Friday: I wake up tired, with that knot still in my stomach. I apologize to Geoff, and I ask him if we need to take the dog back before the mistake gets any bigger. My husband - the man I love so very much - tells me to give it time. It's not so bad. We've had plenty of emotionally driven decisions turn out for good. We dub the dog Bane, because emotional decisions seem to be the bane of our life, and we might as well embrace that fact, and because the dog never responded to the name he'd come with.

I take Bane for a short walk while Geoff moves the guinea pigs upstairs. When our pastor stops by to welcome Bane to the neighborhood, I try not to cry. I don't want to admit how awfully selfish I've been to bring him home...and then to wonder if we ought to take him back, because I am just not ready for a new dog, no matter how sweet, gentle, and gorgeous he is. And then, as we go about a new day of school and cleaning and letting Bane get comfortable, I kind of, sort of fall in love with this big boxer mix whose daddy, I begin to suspect, may have been a Dane. By evening, when the youth group comes over for a bonfire, I introduce Bane to each visitor with hopefully not too obvious pride. Something has happened, and I think the simplest way to put it is that Bane became mine. He loves his people, and he tries so hard to please us.

And please us he does.

I could write more - about how wisdom isn't always logical, about persevering when one would rather give up, about life's detours not always being nearly as bad as we think they are, about finding grace, amazing grace, in the midst of one's foolishness. Maybe someday I will, but it's late now, and we'll soon have a new Monday to live. I doubt I'll ever have it all together, but that's okay.

I sign off with heartfelt gratitude to all who helped welcome Bane home. He is, without doubt, a keeper.


Friday, January 3, 2014

A Simple Philosophy of Family Size

I've read a lot of blog posts on family size lately. Rather, I've seen a lot of blog posts on family size. Some of them are just too long to read while waiting for the toast to pop up. Anyhow, since talking about family size is so in vogue, on this cold Friday morning, with Jake and the Neverland Pirates playing in the background and an adorable girl leaning against me with her hair in every bit as much disarray as my own, I offer my own simple philosophy of family size.

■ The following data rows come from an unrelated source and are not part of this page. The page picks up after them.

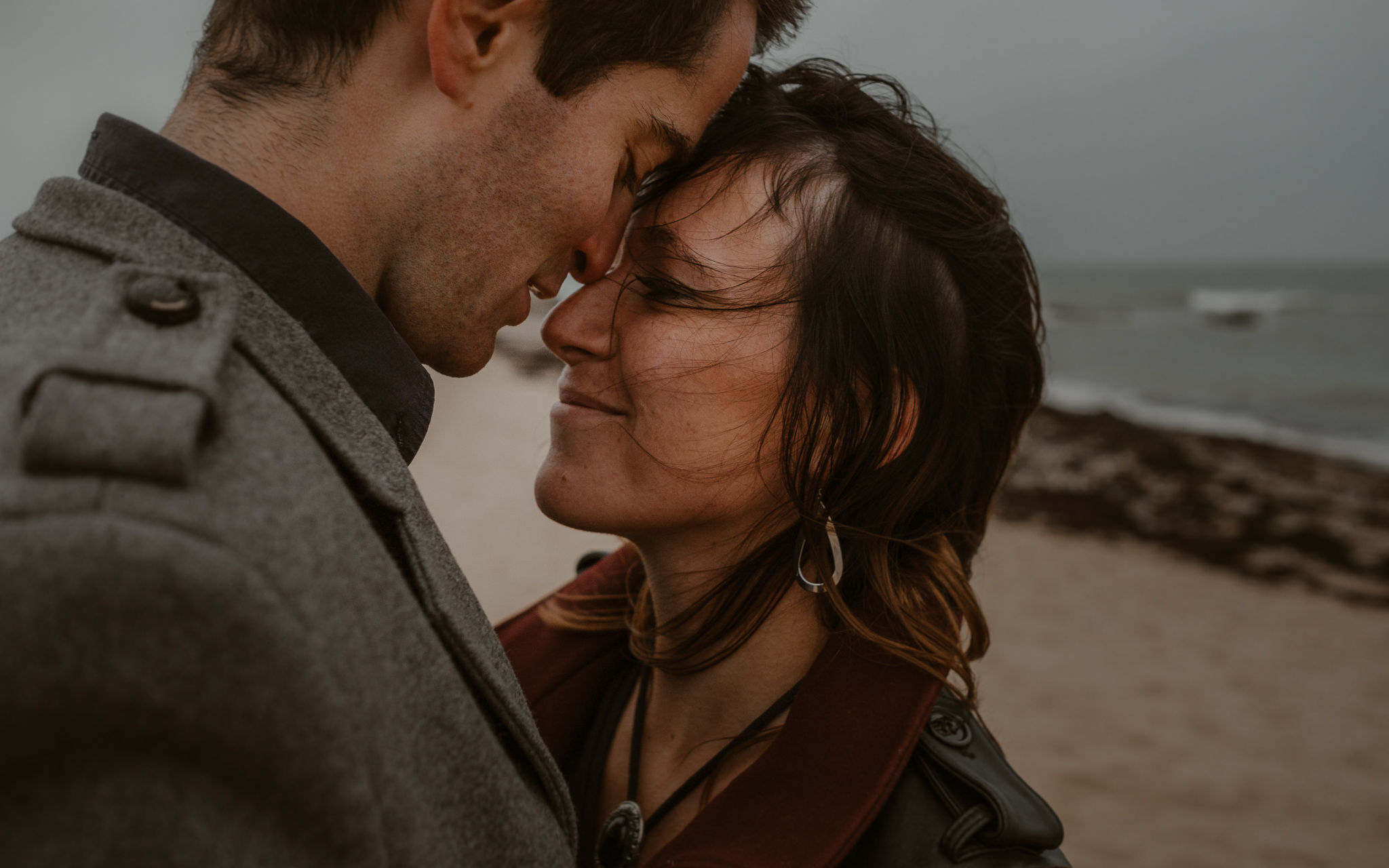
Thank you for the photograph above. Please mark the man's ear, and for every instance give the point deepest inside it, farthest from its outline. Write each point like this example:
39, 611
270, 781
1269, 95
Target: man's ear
467, 37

  1. You get what you get, whether you plan it or not, and it's really no one's business why you have the number of children you have. More importantly...
  2. You love what you get. No matter what, you love your children. Every single one of them.
  3. You do what you have to do. With each additional child, some things get easier, some things get harder. Sometimes you hang your head in shame (Jake is a huge step up from some of the shows we watch around here), but sometimes you amaze yourself. But whatever your situation, you do what must be done to keep your family alive and well.
  4. It's hard. Whether you have one or twenty, raising children is a daunting journey, with unforeseen challenges at every turn.
  5. It's worth it. That part about loving what you get... It's true, and it's what makes you unable to imagine life without any one of your children.

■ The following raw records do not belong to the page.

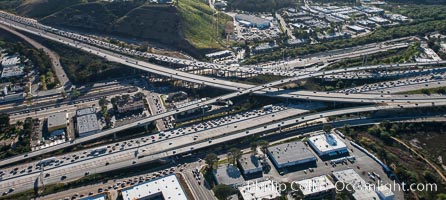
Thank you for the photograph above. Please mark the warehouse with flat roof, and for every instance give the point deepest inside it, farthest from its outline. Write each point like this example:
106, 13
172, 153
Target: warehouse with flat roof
228, 175
317, 187
87, 125
167, 187
327, 145
259, 190
290, 154
57, 121
253, 20
250, 165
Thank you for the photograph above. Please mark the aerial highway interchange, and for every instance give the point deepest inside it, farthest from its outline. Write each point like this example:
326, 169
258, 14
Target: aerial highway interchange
18, 176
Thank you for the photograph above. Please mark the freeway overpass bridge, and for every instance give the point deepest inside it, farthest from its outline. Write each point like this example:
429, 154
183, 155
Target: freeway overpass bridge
234, 86
175, 146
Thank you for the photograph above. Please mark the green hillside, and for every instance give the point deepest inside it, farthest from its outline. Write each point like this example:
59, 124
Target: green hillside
189, 26
199, 24
42, 8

That's it. My simple philosophy. No pros and cons of any particular number because I don't attach virtue to the number of times a woman has pushed a baby out of her body. This is not to say that I've never noted a difference between myself and mothers with fewer or more children than I have, or that I've never appreciated posts about largish families. But we speak of mothers coming together and supporting one another, and while I think we can honestly lay out the joys and challenges of life with what society considers "a large number" of children, it's far more important simply to recognize and celebrate the joys and challenges of motherhood and fatherhood, without regard for family size.

Because there's another point I might add, and that's that, as parents, however many children we have, we're all in this together.